Antwort: Die Study Hall war von Beginn an, auch in Bezug auf damit in Zusammenhang stehende Verträge, als Projekt angelegt. Diese Verträge enden planmäßig. Zu den persönlichen Perspektiven der Beschäftigten kann keine Aussage getroffen werden. Schülerinnen und Schüler haben die Möglichkeit, im Rahmen des jeweils vorhandenen Angebots ihrer Schule Ganztagsangebote zur Förderung in einzelnen Fächern oder Hausaufgabenbetreuung in Anspruch zu nehmen.
Gibt es eine Möglichkeit, dass die Einrichtung mit städtischen Mitteln weitergeführt wird?
Antwort: Es besteht keine Möglichkeit einer weiteren Finanzierung aus Mitteln der Stadt Leipzig.
Wir haben informelle Gespräche, mit Eltern und Sozialarbeitenden aus dem Umfeld der Study Hall, geführt. Diese wollen, aus verständlichen Gründen, nicht namentlich genannt werden. Es wurde uns bestätigt, dass die Aussagen der Stadtverwaltung weitgehend zutreffend sind. Eine Anfrage an die Study Hall blieb unbeantwortet.
Was tun?
Es bleiben dennoch Fragen. Die Stadt Leipzig schrieb 2023, dass die Stadt Leipzig ein Konzept entwickelt hat (siehe oben). Die Study Hall ist demzufolge doch irgendwie etwas, wofür die Stadt zuständig ist. Gibt es eine Evaluation zu dem Projekt? Wir haben dazu nachgefragt.
Die Angebote der Study Hall werden von etwa 50 Kinder und Jugendlichen, 15–20 pro Tag, in Anspruch genommen. Einige kommen regelmäßig, fast täglich, andere sporadisch. Viele haben zu Hause schlechte Bedingungen zur Erledigung der Hausaufgaben und zum häuslichen Lernen.
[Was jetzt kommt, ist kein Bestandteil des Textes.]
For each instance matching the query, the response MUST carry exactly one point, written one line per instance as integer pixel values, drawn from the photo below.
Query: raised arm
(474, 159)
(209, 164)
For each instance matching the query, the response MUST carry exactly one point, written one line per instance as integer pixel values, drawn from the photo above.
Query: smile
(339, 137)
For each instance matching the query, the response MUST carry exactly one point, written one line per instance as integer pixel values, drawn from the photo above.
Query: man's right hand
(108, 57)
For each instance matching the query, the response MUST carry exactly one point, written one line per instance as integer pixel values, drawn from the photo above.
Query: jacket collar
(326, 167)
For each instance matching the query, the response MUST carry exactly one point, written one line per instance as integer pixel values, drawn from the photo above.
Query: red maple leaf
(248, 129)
Für sie ist die Study Hall der Ort, an dem sie lernen können und unterstützt werden. Diese Kinder sind traurig und wütend, weil ihnen das Angebot genommen wird. Die Eltern sind ratlos.
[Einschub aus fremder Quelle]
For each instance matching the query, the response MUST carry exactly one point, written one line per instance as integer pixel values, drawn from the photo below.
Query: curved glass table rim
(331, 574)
Gibt es noch eine Möglichkeit, die Study Hall zu retten?
Oberbürgermeister Jung sagte zur Eröffnung: „Studien haben gezeigt, dass Bildung und soziale Herkunft in Deutschland stark zusammenhängen. Die Corona-Pandemie hat die Chancenungerechtigkeit verstärkt. Die Study Hall ist ein passendes Angebot für mehr Bildungs- und Chancengerechtigkeit, das hier in Grünau genau am richtigen Platz ist.“
Nehmen wir ihn beim Wort, wir werden weiter berichten.